Entretanto, o especialista em trânsito Ricardo Borges, que também é o presidente da Apetrans (Associação Piauiense de Educação no Trânsito) discorda dos motivos para essa queda. Para ele, existe uma diferença entre o número de processos de habilitação abertos no Detran-PI e o número de processos de habilitação concluídos, que costuma ser bem menor. Antes da pandemia, estimava-se que o órgão abria uma média de 50 mil processos de habilitação por ano, entre primeira habilitação, mudança ou adição de categoria. Só que muitos desses processos não são devidamente concluídos.
“São diversos fatores que fazem os processos não serem concluídos e por isso, o número não é maior. Mas, não acredito que outros veículos tenham influência direta ou grande relevância na redução do número de habilitados no estado. O transporte público sempre foi muito precário. Os aplicativos só equilibraram mais essa questão. Já o uso de bicicletas ainda é predominantemente para fins esportivos, embora tenha havido um leve aumento para fins de transporte e trabalho, ainda relacionado à precariedade do transporte público”, explicou.
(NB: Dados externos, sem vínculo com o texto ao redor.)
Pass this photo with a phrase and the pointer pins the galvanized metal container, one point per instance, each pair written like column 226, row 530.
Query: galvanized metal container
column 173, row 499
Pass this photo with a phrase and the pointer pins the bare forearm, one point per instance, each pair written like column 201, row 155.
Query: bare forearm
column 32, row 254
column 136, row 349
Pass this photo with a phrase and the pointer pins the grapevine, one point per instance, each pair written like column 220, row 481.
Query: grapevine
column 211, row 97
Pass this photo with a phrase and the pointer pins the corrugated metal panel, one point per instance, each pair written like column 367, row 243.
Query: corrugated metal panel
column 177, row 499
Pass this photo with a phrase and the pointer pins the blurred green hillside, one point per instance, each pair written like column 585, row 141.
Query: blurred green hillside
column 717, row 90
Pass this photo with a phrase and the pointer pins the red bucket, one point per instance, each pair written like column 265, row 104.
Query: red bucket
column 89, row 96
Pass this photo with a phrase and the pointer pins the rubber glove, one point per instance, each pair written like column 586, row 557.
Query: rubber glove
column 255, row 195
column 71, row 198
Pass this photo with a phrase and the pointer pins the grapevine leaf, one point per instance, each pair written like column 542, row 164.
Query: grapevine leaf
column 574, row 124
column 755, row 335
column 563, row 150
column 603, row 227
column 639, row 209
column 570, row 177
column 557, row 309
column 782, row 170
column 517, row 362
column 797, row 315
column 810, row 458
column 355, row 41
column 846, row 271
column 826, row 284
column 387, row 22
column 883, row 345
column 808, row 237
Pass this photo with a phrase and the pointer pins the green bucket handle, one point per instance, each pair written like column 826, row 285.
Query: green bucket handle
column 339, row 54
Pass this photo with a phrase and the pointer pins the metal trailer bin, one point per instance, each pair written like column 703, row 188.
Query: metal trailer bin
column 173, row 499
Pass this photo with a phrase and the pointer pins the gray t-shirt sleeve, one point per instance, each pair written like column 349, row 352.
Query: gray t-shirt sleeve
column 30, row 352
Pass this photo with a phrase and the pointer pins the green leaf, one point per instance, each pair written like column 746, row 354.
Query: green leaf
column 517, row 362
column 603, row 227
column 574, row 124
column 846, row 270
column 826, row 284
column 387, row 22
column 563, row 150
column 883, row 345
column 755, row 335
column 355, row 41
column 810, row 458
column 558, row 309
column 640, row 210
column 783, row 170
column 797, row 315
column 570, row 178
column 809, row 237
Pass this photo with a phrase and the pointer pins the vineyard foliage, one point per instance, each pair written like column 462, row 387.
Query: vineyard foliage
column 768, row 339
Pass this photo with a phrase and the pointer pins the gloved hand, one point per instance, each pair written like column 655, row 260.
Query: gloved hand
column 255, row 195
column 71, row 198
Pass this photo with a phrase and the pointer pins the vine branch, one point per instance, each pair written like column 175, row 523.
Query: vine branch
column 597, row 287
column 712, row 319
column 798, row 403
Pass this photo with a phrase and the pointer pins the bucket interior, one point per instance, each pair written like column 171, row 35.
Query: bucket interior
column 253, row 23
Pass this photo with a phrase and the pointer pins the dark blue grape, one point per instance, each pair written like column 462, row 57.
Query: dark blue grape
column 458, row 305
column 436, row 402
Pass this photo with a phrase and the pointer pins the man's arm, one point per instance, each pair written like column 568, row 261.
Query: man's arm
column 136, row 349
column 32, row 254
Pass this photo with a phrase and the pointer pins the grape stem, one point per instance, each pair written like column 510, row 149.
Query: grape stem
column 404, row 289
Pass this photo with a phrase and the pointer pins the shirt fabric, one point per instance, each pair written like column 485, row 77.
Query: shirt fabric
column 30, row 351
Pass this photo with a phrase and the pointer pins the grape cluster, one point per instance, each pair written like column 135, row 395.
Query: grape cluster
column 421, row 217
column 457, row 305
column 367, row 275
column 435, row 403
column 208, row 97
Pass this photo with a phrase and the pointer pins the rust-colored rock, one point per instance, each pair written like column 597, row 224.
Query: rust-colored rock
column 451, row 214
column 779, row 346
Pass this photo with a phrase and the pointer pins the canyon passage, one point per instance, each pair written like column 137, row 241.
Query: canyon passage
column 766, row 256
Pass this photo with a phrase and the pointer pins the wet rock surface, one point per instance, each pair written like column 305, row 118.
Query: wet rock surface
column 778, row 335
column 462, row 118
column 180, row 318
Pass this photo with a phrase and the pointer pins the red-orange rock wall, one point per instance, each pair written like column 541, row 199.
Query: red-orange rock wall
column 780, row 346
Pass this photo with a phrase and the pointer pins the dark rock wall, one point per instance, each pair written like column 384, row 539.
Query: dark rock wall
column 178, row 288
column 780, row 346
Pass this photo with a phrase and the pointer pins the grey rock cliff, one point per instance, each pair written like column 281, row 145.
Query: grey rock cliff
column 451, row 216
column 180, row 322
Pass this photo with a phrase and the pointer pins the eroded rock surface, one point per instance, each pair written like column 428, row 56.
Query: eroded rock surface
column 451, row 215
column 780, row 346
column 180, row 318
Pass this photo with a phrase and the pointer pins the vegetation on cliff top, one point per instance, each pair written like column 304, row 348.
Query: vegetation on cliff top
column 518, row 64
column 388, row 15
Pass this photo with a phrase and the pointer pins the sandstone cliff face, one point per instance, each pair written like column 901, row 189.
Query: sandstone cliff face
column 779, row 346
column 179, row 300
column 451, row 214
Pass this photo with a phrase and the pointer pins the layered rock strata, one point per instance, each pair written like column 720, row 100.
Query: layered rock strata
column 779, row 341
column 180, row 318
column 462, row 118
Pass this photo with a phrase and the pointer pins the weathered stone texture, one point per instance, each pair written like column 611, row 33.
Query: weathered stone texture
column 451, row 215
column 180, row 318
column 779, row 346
Para completar, Borges acrescenta que comparando a frota total do Estado, que já ultrapassa os 1,3 milhão de veículos, com o número de condutores devidamente habilitados, que é de quase 590 mil, observa-se uma discrepância muito grande. “Ainda existe a cultura de comprar o veículo primeiro e tirar a habilitação depois, se e quando der. A falta de fiscalização devida, principalmente nas cidades do interior, tornam o ato de conduzir sem habilitação ainda mais fácil”, finalizou o especialista em trânsito.